Fearing for their health, for my health, for the fate of tomorrow and of our healthcare system, for our economy and society, takes up all my emotional bandwidth. My tone is again too sharp and my patience too short and my capacity for quality time is eaten up by a desperate need to know whether they—whoever they may be—have figured out a way to get us back to normal. I’m mean mom.
I wish it wasn’t true. I know my kids are struggling, again, and I hate that I’m reverting to mean mom mode. I want to be the mom that is taking this forced time at home to connect with my kids — completing puzzles and teaching them math using fun Pinterest-worthy recipes and whipping up theme days — but I’m not.
And guilt is now settled in beside the anxiety.
Because shouldn’t I have learned my lesson before? Shouldn’t I be better prepared to deal with the anxiety of the unknown and uncertainty considering I’ve dealt with it before?

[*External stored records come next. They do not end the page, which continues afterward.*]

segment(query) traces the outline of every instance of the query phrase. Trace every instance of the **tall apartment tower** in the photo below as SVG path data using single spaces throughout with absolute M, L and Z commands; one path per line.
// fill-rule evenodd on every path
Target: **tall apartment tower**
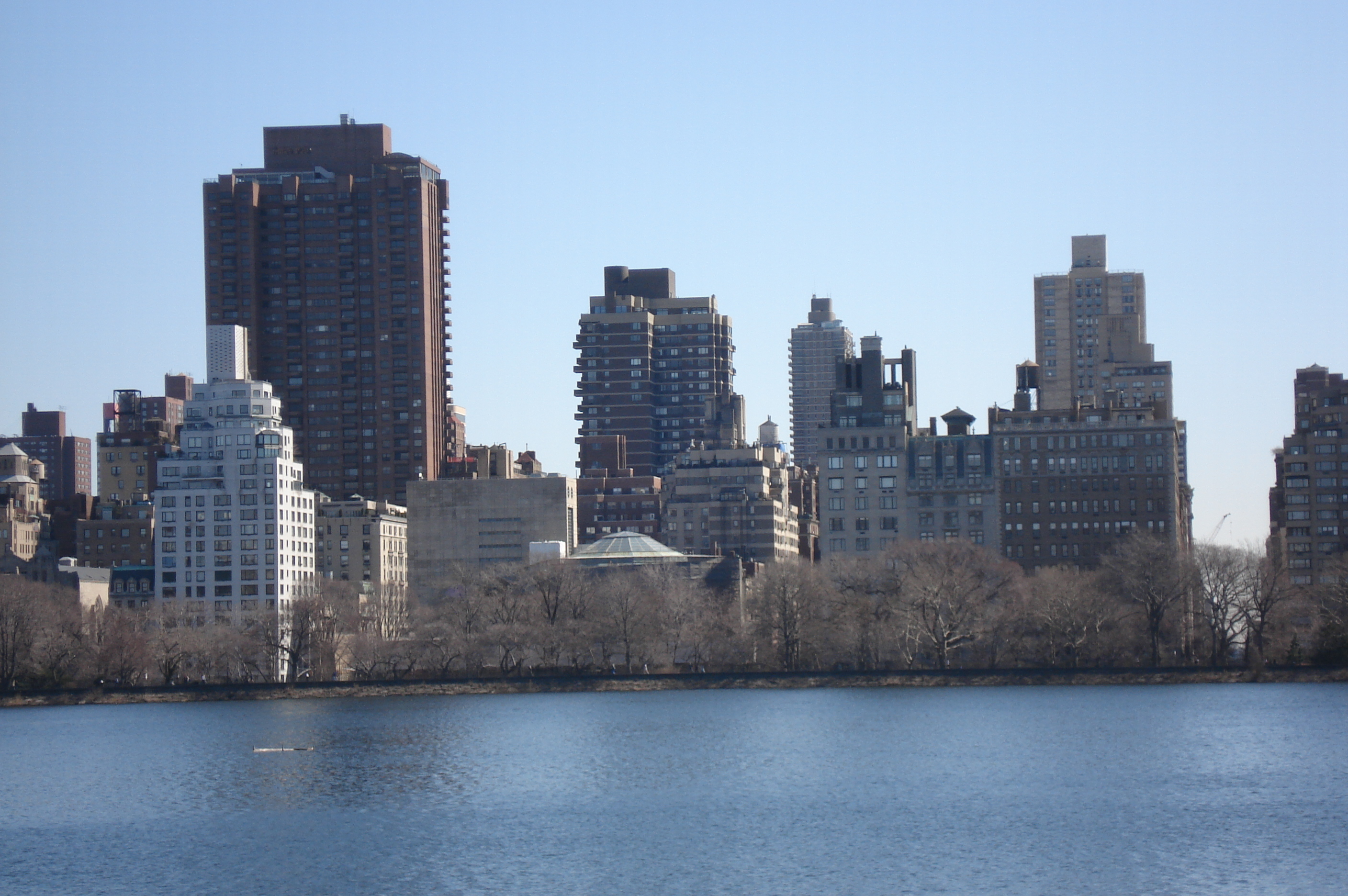
M 1109 271 L 1104 236 L 1072 237 L 1072 269 L 1034 278 L 1035 354 L 1046 410 L 1143 407 L 1169 416 L 1171 369 L 1147 342 L 1147 282 Z
M 837 361 L 851 360 L 853 345 L 852 331 L 833 314 L 833 299 L 811 295 L 809 322 L 791 329 L 791 451 L 798 463 L 818 454 Z
M 271 384 L 239 376 L 243 330 L 208 331 L 208 381 L 193 384 L 182 447 L 159 463 L 156 600 L 202 622 L 284 628 L 288 601 L 315 578 L 317 496 Z
M 263 167 L 202 189 L 206 323 L 247 330 L 295 458 L 333 496 L 406 503 L 461 453 L 449 187 L 383 124 L 263 128 Z
M 714 295 L 678 298 L 669 268 L 604 268 L 604 295 L 590 298 L 574 348 L 576 442 L 627 437 L 632 476 L 666 476 L 692 442 L 744 442 L 731 318 Z
M 1297 371 L 1293 393 L 1293 434 L 1274 454 L 1270 547 L 1293 585 L 1348 582 L 1348 383 L 1313 364 Z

In the hours after both kids have gone to bed, as I replay the day in my mind and try to think of the moments where I could have done better, I also try to remember how I pulled myself out of mean-mom mode the first time around.
It wasn’t a moment of clarity or some sudden ability to take a breath before I reacted in a way I’d later regret. It wasn’t a combination of time and settling into a new normal or even learning to live in the present rather than following a trail of “what ifs” into a murky future.

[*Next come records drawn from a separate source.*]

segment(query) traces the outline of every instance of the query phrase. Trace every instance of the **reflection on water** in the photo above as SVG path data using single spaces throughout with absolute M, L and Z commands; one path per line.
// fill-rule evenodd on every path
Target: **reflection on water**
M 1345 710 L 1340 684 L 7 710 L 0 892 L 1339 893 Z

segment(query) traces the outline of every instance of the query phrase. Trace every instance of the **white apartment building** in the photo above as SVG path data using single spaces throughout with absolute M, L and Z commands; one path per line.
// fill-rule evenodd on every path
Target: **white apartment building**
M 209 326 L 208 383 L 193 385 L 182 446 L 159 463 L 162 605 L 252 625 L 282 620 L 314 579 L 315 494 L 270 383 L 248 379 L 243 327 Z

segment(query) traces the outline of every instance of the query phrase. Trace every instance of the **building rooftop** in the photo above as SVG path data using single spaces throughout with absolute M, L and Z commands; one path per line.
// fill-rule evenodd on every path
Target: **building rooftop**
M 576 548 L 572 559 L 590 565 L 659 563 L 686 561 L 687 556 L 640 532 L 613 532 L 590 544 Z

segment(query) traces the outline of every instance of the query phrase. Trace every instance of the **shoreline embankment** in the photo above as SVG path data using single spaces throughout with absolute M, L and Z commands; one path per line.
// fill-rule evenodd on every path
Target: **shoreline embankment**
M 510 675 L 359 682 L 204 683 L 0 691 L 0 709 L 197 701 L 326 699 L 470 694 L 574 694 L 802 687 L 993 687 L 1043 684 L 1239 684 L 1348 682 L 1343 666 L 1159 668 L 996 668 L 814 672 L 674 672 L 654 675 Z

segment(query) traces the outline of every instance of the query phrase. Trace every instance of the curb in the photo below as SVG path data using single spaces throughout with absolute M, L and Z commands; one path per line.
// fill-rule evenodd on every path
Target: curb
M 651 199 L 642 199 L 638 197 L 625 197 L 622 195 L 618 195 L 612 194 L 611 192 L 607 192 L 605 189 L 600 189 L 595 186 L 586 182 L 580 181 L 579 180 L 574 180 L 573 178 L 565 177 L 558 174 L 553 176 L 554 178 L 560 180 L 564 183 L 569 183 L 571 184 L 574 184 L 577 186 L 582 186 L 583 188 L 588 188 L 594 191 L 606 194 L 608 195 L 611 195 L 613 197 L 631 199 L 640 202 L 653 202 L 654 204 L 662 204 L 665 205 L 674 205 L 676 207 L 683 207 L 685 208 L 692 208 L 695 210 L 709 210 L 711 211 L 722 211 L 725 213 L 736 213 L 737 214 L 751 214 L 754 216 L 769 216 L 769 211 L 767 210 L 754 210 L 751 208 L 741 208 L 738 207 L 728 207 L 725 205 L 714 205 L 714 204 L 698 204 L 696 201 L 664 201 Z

It was the moment my daughter asked me, “Why are you so angry?” and I had to explain that sometimes mommies struggle with big feelings, too. And it was the moment my son woke up in the middle of the night, terrified of the dark and the invisible monsters chasing his dreams, and I sat with him curled on my lap and we took deep breaths together until the invisible monsters—both our invisible monsters—didn’t feel as close.

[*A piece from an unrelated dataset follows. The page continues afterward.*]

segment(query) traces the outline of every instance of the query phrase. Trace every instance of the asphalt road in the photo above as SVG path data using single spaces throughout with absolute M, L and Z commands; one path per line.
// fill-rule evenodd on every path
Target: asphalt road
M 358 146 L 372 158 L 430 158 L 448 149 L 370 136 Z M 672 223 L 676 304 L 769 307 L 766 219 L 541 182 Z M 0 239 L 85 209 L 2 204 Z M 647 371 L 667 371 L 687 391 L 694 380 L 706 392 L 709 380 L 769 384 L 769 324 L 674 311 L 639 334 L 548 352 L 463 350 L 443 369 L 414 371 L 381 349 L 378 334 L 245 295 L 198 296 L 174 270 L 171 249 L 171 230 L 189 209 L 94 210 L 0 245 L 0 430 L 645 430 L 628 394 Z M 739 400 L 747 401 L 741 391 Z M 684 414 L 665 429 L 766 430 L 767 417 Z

It was in those moments when I remembered to give myself space for big feelings and deep breaths. The anxiety for the future didn’t fade, but when I realized I needed to make space for my big feelings, while I made space for their big feelings, that I stopped being mean mom.
And maybe this time, in these circumstances, making space for my big feelings means changing the story I’m telling myself, focusing not on the ways I failed them, but in the ways I’d held them up.
Like when I didn’t have the patience for the board game I should have played, but instead curled under a blanket with them and watched a movie. And when I couldn’t muster up the emotional bandwidth to defuse an argument between them, but I could get all three of us outside for a walk around the neighborhood and find some reason to laugh.
Maybe the story is not that I’m the mean mom this time, but I’m the mom who is trying her best. I’m the mom who is walking uncertain roads, but walking them nevertheless.
I’m the mom who is doing her best. Which is good enough.
Because the best we can do is the best we can do. And the best we can do is always enough.